Human Activity Recognition is an emerging and challenging area of research [1, 40]. Many machine learning based studies exist on activity recognition that uses accelerometers [8, 29]. Much of the existing studies in activity recognition focused on major activities, such as sitting, standing, sleeping, running, walking and jumping [5, 50]. In HAR literature, studies were done both using a single sensor and a combination of multiple sensors. Few works proposed a physical activity monitoring system based on multiple sensors. These systems are able to recognize sitting, standing and lying body postures, as well as periods of walking with the aim of monitoring elderly people in their daily lives [16, 20], showed that use of multiple sensors is not helpful for significantly improving recognition for typical physical activities.
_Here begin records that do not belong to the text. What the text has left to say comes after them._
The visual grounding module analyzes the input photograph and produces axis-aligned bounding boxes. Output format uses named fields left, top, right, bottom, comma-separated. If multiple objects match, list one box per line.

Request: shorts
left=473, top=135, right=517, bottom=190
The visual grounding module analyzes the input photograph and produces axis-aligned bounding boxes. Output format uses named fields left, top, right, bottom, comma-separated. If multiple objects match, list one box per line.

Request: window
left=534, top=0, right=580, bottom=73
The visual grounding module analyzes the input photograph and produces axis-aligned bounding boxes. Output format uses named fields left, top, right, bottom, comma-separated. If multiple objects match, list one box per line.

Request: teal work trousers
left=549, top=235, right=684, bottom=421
Many works exist for outlier detection in the sensor network [13, 51] but further research is still needed, particularly in activity recognition.
Most existing HAR systems make the focus on human activities detection without considering data outliers. Though many machine learning based outlier detection techniques were proposed for various applications in WSNs, studies on outlier detection for human activity recognition in WSNs is rare. Based on the literature reviewed, the focus of this work is on outlier detection in wireless sensor networks for human activity recognition. An outlier detection method is proposed and evaluated on two datasets collected in various environments. The effect of outlier detection is empirically evaluated using standard classification methods.
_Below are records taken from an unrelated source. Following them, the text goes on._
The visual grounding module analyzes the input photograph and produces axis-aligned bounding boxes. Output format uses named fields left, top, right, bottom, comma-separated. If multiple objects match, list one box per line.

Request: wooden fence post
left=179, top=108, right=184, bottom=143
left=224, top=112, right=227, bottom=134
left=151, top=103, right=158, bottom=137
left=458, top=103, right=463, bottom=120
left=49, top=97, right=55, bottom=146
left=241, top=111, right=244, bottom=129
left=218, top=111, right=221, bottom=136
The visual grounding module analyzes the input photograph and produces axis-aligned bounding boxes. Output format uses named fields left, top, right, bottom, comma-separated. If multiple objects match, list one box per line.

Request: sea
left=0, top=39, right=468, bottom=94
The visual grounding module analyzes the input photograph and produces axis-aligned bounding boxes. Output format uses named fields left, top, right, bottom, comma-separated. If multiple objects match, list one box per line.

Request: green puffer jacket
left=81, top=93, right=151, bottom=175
Motivations and contributions
Real-world applications such as smart home monitoring, patient monitoring, sports activities and so forth have increased the accessibility of sensors and raised interest in Human Activity Recognition (HAR). Particularly, the prevalence of mobile devices, such as the smartphone with sensors, can offer advanced capabilities to recognize human activities in wireless sensor networks. However, the raw sensor data collected from the wireless source are quite often inaccurate and unreliable due to the design issues of sensors devices in terms of lifetime, energy, memory, bandwidth, computational power, dynamic nature of the network, and harshness of the node deployment environment. These inaccuracies are referred to as anomalies or outliers. A solution to ensure the eminence of mobile sensor data is detected and removes outlier data. Outlier detection is a particularly important task in various applications of wireless sensor networks [37, 42]. Recent researchers contribute to various outlier detection methods for sensor data. Applying traditional outlier detection methods on sensor data experience the ill effects of a high false positive rate, especially, when the collected sensor information is biased toward normal data while the anomalous events are rare. It is essential for a data analyst to detect outlier data in order to take proper actions. Human Activity Recognition is one of the application areas where more abnormal activities are present. This motivates us to explore outlier detection methods for HAR.
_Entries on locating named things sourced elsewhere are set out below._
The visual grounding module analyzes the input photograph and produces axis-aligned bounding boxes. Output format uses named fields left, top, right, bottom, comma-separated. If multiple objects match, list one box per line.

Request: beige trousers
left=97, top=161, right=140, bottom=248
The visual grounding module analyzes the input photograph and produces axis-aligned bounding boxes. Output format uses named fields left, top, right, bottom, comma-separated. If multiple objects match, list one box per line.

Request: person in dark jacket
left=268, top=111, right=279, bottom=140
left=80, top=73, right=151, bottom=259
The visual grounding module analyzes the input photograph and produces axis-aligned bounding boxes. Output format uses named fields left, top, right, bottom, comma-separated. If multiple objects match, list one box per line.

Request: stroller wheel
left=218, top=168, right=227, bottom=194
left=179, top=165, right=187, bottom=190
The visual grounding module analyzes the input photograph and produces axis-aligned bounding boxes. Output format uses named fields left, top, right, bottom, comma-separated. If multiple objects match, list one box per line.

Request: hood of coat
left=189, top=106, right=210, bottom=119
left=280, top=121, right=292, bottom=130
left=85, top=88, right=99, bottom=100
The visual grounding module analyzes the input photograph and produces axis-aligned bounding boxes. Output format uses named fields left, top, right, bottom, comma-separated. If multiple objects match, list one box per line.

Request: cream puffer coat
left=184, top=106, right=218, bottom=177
The basic idea of the proposed outlier detection method is to combine the advantages of two or more standard existing outlier detection methods. Authors in [11] proposed hybrid outlier method named FUCOD ((FUzzy Combination of Outlier Detection techniques) which combines distance based, density based, cluster based and distribution based outlier methods. Another hybrid approach named Pruning-based K-Nearest Neighbor (PB-KNN) was proposed by Yan. et al. which integrates the density-based, cluster based method and KNN algorithm to conduct effective outlier detection [45]. Two more hybrid combinations of density-based outlier detection method LOF with the clustering k-Means and the density based LOF, with the density based DBS can clustering results was proposed [46]. Aggarwal et al. in [2] in discussed outlier ensemble methods can solve the bias-variance problem and discuss many outlier combinations or aggregation methods. The above mentioned existing methods gave an idea to remove outliers using hybrid methods [2, 46]. These combination outlier detection methods can be applied to the classification model as well as to compare the performance of the classification model with outlier removed data set and without outlier removed dataset.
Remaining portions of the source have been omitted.